Three different dosimetry systems were prepared based on Diphenyl thiocarbazone (DTH) dye: polymer films made with, poly (vinyl alcohol) (PVA), DTH liquid dosimeter and DTH gel dosimeter. All the systems received several gamma doses of irradiation. The three systems were analyzing by UV–Vis spectrophotometery before and after irradiation. DTH/PVA film shows a high absorption band in the visible light field with a peak value of 537 nm, characteristic of pink color. The study dose range of the system is 1 to 110 kGy, however, the linear part up to 10 kGy. Whereas in its liquid state, it has a visible light zone absorption band that rises to 526 nm and is bleached when exposed to γ-rays. Furthermore, The study dose range is 0.3 to 10 kGy (the linear parts up to 2 kGy). Finally, the third dosimetry system is based on the same material as a gel/DTH and a pink hydrogel has a maximum peak of 530 nm, which is fully bleached after irradiation, as well as the study dose range is 50–2200 Gy (the linear parts up to 200 Gy). Depending on the results, a gel dosimeter is additionally more sensitive than both liquid and film dosimeters, due to its low dose range, and sensitivity for low gamma rays.

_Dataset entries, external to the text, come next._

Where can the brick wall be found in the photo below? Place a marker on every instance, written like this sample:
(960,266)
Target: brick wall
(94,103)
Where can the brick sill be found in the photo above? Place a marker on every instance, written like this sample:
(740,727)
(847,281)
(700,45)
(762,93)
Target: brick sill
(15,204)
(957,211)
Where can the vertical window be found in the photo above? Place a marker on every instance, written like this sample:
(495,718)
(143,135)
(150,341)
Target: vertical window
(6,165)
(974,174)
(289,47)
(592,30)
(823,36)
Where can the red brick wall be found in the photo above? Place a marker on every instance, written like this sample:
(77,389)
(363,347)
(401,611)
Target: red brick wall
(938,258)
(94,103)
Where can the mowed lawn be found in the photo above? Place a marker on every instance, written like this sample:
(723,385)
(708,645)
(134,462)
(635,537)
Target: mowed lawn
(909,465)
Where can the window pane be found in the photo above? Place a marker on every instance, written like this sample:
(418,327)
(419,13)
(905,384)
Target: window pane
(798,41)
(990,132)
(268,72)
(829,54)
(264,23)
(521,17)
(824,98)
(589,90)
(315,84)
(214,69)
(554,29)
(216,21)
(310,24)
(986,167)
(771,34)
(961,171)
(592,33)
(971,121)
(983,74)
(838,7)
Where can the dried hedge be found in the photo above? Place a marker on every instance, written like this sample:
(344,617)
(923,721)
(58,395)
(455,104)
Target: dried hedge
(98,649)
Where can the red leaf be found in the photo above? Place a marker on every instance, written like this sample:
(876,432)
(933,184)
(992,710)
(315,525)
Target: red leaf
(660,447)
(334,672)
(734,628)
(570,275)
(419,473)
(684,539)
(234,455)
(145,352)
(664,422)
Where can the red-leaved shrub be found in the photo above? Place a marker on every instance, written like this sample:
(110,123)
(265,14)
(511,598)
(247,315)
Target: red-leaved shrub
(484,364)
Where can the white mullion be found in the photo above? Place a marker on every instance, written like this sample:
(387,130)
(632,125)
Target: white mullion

The G-value was calculated for the three prepared dosimeters and it was found that the values of radiation, chemical yield were higher in the gel/DTHdosimeters and moderately in DTH-liquid dosimeters but low in the DTH film dosimeters showing its high degradation and sensitivity to gamma rays in the form of gel more than liquid and films. The dose range of these three dosimeters relies on the concentration of DTH. All three dosimeters were tested before and after irradiation, and they showed top balance earlier than and after irradiation inside the darkish and light for approximately 63 days for films and liquid and confirmed appropriate balance for gel 30 days. These dosimeters have the advantages of easy to prepare, inexpensive raw materials, as well as the absence of toxic substances. For these characteristics, these techniques can be applied to seed production, fresh food irradiation, radiotherapy applications, medical sterilization, and food irradiation processing.